I have a pandas df like below
In below df, in index 0,1
&
2,3
......& 500,501,502
the duplicate values found in X & Y columns, and again the seconds round started with same duplicate values in X & Y column in index 1000, 1001 & 1002,1003 & ....1200,1201....
it goes on
but with different weights in weight column.
index x y weight
0 59.644 10.72 0.69
1 59.644 10.72 0.82
2 57.822 10.13 0.75
3 57.822 10.13 0.68
4 57.822 10.13 0.20
.
.
500 53.252 10.85 0.15
501 53.252 10.85 0.95
502 53.252 10.85 0.69
.
.
1000 59.644 10.72 0.85
1001 59.644 10.72 0.73
1002 57.822 10.13 0.92
1003 57.822 10.13 0.15
.
.
.
1200 53.252 10.85 0.78
1201 53.252 10.85 1.098
My requirement
I would like to have my df
1) Avoid repeated/duplicate row values in X & Y which has weight value less than 0.602) But still duplicates in X & Y column repeats, So now i want to compare the weight values between duplicate rows & remove the rows which has lesser weight.

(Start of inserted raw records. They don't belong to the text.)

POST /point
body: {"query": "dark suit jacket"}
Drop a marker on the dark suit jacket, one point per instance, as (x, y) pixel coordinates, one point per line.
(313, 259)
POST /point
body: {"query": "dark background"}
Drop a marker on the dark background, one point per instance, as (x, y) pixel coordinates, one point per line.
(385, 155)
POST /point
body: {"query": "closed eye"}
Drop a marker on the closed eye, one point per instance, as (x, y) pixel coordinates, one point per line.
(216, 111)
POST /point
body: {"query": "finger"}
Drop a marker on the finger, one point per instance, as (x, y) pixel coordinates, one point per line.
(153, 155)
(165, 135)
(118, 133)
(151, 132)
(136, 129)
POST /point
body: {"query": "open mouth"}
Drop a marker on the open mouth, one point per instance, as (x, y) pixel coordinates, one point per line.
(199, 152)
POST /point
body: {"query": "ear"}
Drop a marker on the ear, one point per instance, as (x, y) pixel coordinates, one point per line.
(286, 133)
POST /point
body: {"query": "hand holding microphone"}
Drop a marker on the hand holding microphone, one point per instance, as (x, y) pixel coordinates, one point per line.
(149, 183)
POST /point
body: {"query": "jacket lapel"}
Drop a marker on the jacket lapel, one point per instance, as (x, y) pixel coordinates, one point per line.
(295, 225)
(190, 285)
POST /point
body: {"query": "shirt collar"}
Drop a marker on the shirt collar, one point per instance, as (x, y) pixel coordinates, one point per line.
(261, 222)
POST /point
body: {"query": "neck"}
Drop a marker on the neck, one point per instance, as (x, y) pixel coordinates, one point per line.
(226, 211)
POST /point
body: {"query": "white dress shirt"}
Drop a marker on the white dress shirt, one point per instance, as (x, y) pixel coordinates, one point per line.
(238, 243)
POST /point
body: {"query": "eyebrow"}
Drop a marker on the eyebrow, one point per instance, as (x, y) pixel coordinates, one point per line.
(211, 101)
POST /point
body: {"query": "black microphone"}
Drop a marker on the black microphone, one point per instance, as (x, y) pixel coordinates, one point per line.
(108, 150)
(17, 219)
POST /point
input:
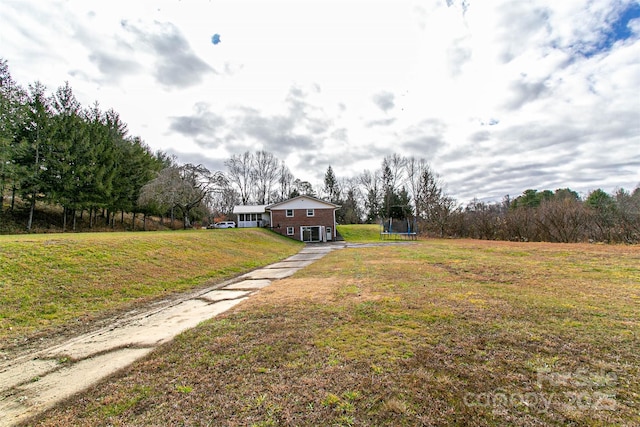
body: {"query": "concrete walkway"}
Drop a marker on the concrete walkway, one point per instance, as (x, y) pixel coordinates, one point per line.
(32, 383)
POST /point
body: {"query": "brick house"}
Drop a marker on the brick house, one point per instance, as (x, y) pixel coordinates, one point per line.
(304, 218)
(251, 216)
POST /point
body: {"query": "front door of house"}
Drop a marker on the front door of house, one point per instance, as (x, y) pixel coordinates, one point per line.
(310, 234)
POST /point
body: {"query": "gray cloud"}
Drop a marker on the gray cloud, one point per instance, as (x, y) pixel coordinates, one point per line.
(176, 64)
(458, 54)
(113, 66)
(521, 24)
(523, 92)
(425, 138)
(381, 122)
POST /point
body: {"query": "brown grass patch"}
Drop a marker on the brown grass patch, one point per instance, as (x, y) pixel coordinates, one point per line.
(438, 333)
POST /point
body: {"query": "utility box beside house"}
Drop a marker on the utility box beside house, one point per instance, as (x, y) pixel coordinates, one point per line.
(304, 218)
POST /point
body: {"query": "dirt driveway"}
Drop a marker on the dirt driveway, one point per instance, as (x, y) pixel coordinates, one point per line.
(34, 380)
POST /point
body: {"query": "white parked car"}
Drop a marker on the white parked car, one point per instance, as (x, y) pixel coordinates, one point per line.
(225, 224)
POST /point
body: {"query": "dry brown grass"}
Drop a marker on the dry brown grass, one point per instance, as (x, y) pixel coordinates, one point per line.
(435, 333)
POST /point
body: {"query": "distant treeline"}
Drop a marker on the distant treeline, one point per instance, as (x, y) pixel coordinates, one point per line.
(80, 159)
(559, 216)
(54, 150)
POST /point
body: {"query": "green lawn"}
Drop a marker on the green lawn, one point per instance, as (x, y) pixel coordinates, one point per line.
(49, 280)
(434, 332)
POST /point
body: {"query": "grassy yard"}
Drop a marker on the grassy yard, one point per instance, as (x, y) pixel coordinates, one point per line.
(50, 281)
(436, 332)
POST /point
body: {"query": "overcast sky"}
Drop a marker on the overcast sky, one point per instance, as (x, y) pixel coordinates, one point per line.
(498, 96)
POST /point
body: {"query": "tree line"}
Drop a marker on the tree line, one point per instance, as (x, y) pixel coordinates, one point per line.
(83, 160)
(56, 151)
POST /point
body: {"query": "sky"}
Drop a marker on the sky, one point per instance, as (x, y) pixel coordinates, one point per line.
(499, 96)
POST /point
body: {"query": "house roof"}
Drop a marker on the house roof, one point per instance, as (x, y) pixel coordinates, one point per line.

3) If I use the below code, it removes all the duplicates between x & y
df_2.groupby(['X', 'Y'], as_index=False,sort=False)['weight'].max()
But I want to compare the first occured duplicates and remove them, then the 2nd, then 3rd and so on ..so that the continuity of duplicate value prevails after some rows. for better understanding, please refer the below required df
How the df should look like:
index x y weight
1 59.644 10.72 0.82
2 57.822 10.13 0.75
.
.
501 53.252 10.85 0.95
.
.
1000 59.644 10.72 0.85
.
1002 57.822 10.13 0.92
.
.
1201 53.252 10.85 1.098
.
.
I have tried using if statement, but the line of code increases. I believe that there should be an alternate pythonic way which make it easier. (In-built function or using numpy) Any help would be appreciated.